Another point I think Enger tackled quite well was the relationship between Reuben and his older brother and outlaw, Davy. As an upper teenager, to Reuben, the boy is beyond perfect, despite his reasons for turning outlaw. To Reuben and Swede, this dramatic adventure their brother has taken part of is just like the stories of cowboys and indians they love to read and/or write together. Reuben spends the entire book struggling over his opinion of his older brother as the fickle public eye sways back and forth with their favor. Enger manages to create a central tension in Reuben that resonates with the reader: we want them to find Davy, we want everything to work out. We ache to see that brother-brother reunion that we expect to get by the end of the book. Enger definitely had me fangirling pretty hardcore over this part of the plot. All the emotions are there. All the description is beautiful.
With the exception of a few unrealistic elements (matters of self defense, breaking and entering, ages not matching up with personalities, etc), the main problem with this book is the climax. Ask anyone who’s read this book, and you’ll probably get the same answer: loved the book until the end. I’m not saying whether the book ends “happy” or not–that’s not the issue. The issue was how the novel as a whole failed to come good on all its promises. Enger had several strong themes and subplots working for him, but only a handful were tied up at the end, which left me feeling somewhat cheated.
It was almost as if the author got bored at the very end and hastily wrapped up the plot with a decently climatic ending and a hurried summary chapter. Characters changed abruptly at the end without reason. For example, one character in particular was introduced as loyal and willing to defend loved ones, but by the end of the book that same character didn’t pull through when the others needed him the most.
Another issue was its spiritual message. While Enger very clearly wrote this novel to be a Christian fiction, I felt as if the spiritual message of “believe in miracles” wasn’t backed up in a meaningful way. Right at the beginning of the story, it’s established that Reuben’s dad is so connected to God that he actually as the ability to perform miracles. While this plot point certainly had potential, the reason for these miracles is only partially explained. Reuben believes in God, and at one point cries out to Him, but it feels as if this intended spiritual journey never fully comes to bloom.

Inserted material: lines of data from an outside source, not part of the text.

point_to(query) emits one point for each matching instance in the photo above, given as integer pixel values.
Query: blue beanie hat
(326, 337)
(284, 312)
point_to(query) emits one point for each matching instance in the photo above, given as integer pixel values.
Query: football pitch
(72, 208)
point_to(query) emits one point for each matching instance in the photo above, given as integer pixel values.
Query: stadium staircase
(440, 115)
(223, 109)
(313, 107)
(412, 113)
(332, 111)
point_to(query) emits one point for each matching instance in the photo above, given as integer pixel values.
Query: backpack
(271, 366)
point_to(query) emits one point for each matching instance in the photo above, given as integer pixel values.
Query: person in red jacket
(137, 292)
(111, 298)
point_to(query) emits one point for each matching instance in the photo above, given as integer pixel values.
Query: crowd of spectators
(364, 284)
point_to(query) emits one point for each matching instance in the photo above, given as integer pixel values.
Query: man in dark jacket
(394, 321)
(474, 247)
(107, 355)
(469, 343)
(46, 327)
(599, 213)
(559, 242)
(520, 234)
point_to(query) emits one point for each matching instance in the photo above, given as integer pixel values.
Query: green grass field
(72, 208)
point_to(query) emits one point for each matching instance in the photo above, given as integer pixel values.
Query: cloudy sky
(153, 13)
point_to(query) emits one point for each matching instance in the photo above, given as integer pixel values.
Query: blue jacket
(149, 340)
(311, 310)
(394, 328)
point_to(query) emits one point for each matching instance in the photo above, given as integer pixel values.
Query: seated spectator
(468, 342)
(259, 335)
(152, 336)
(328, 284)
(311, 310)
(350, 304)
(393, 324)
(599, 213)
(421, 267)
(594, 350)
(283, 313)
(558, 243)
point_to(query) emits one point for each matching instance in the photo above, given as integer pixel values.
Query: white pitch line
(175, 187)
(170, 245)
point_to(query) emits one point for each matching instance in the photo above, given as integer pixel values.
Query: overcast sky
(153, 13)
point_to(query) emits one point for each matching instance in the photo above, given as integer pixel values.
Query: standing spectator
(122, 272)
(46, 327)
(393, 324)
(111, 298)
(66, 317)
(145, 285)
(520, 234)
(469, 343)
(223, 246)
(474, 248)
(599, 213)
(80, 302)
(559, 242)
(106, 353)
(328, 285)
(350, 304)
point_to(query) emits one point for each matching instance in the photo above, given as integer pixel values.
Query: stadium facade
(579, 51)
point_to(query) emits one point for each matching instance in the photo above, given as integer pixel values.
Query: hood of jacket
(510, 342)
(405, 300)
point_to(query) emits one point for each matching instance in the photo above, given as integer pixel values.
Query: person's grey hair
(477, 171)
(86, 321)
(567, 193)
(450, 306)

As I look back on the novel as a whole, my suspicion is that Leif Enger didn’t write an outline, but instead wrote wherever and however his Muse led him. In an interview with the author, he said he “didn’t think about the book commercially until [he] was over half done and [he] realized the book was going to have an end.” It made me suspect that the narrative was more for a personal enjoyment than a carefully-crafted story. Based off the rest of the interview, that seems to be the case, which resulted in loose ends and themes that never got fully developed.
As far as the writing craft itself goes, however, the book is a masterpiece. Every word is thought through carefully and nearly every character affects your emotions one way or another. After reading the novel, I was inspired to take up his writing style and attempt to conform my own story to Enger’s voice, but unfortunately my vocabulary severely lacks in comparison to the author’s wonderful word bank.
Not to mention, the book has a little bit of everything: crime, adventure, western, romance…. It’s truly impressive how the author has the ability to combine many of the genres we love into one beautifully written work.
Things to Watch Out For:
Sex/Romance: A couple is divorced and the man dates and eventually marries another woman. A fictional character in a collection of poetry kisses a woman that’s not his wife and one of the characters takes offense. A female character is attacked by two boys in the women’s locker room, but is rescued. A man wants to marry his adopted daughter.
Violence: Several characters are killed with moderate description, including several murders. Both men and boys are shot and killed. A boy struggles with asthma and occasionally has some health scares.
Drugs: A teenaged boy smokes.
Other: A man can do miracles apparently on a whim, but these miracles usually don’t do anything to point the characters affected to God or have any deep spiritual meaning.
PS: If one reaches the end of the novel and finds himself wanting more answers to his questions, I’ve come up with a “How It Should Have Ended” version of that missing chapter every Peace Like a River reader is looking for. Maybe I’ll write it down as another post here soon.